Remember that we added programs.bash.loginShellInit = "Hyprland", that automatically starts Hyprland when Alice logs in. We need to modify that command to run the Go tests from our library. The good thing is that Hyprland configuration file supports a exec-once command that runs a command during Hyprland launch. We can abuse this to launch a terminal emulator and run our tests:

{
  programs.bash.loginShellInit =
    let
      testScript = pkgs.writeShellScript "hyprland-go-test" ''
        set -euo pipefail

        trap 'echo $? > $HOME/test-finished' EXIT # creates the canary when the script finishes

        cd ${./.} # go to the library directory
        go test -v ./... > $HOME/test.log 2>&1 # run Go tests
      '';
      hyprlandConf = pkgs.writeText "hyprland.conf" ''
        exec-once = kitty sh -c ${testScript}
      '';
    in ''
      Hyprland --config ${hyprlandConf}
    '';
}

So we are basically creating a custom Hyprland config that starts a Kitty terminal emulator, that then launches a shell script that runs the test.
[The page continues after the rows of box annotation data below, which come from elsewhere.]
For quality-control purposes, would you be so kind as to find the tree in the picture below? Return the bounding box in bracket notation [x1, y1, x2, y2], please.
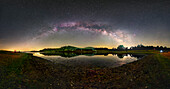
[117, 45, 125, 50]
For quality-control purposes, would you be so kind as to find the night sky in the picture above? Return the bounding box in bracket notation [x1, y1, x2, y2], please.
[0, 0, 170, 50]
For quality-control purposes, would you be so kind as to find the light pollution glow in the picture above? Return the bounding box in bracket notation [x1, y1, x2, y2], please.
[2, 22, 167, 51]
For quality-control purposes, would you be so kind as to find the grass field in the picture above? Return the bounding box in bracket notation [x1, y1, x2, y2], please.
[0, 51, 170, 89]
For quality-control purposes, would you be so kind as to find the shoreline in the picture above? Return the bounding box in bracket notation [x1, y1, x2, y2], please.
[0, 53, 170, 89]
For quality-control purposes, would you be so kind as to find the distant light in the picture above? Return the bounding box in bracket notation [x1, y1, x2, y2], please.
[160, 50, 163, 53]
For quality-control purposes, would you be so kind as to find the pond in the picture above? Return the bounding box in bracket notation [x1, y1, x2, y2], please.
[32, 52, 144, 68]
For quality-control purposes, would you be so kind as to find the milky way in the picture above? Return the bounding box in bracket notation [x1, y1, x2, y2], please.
[32, 22, 135, 43]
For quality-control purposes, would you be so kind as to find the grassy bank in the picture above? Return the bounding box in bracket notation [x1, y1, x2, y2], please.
[0, 52, 170, 89]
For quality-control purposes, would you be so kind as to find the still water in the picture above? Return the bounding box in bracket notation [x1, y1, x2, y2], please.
[32, 52, 144, 68]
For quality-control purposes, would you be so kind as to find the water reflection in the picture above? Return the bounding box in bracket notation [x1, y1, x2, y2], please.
[30, 52, 144, 68]
[38, 52, 144, 59]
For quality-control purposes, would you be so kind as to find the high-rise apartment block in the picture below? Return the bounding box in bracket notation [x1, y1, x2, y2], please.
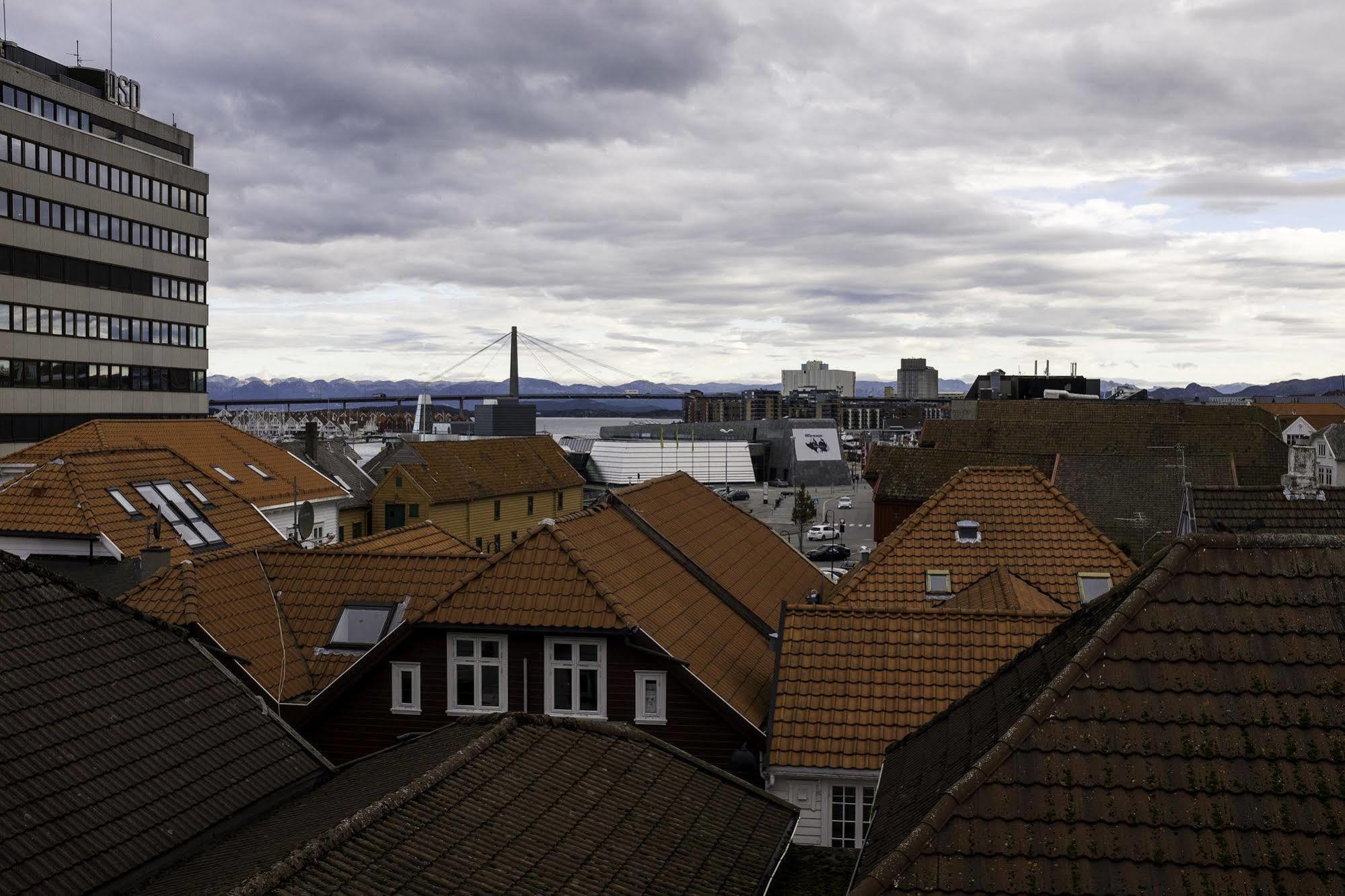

Since we have no way to get the results of the test, we pipe the output to a file that we can collect later (e.g.: machine.succeded("cat /home/alice/test.log")). And once the script exit, we create the canary file $HOME/test-finished, that allows the testScript knows that the test finished and it can destroy the VM safely.

If you want to take a look at the final result, it is here. This tests run in any Linux machine that supports KVM, and also works in GitHub Actions thanks to the the nix-installer-action.

And now I have a proper CI pipeline in a way that I never imagined would be possible, especially considering how simple it was.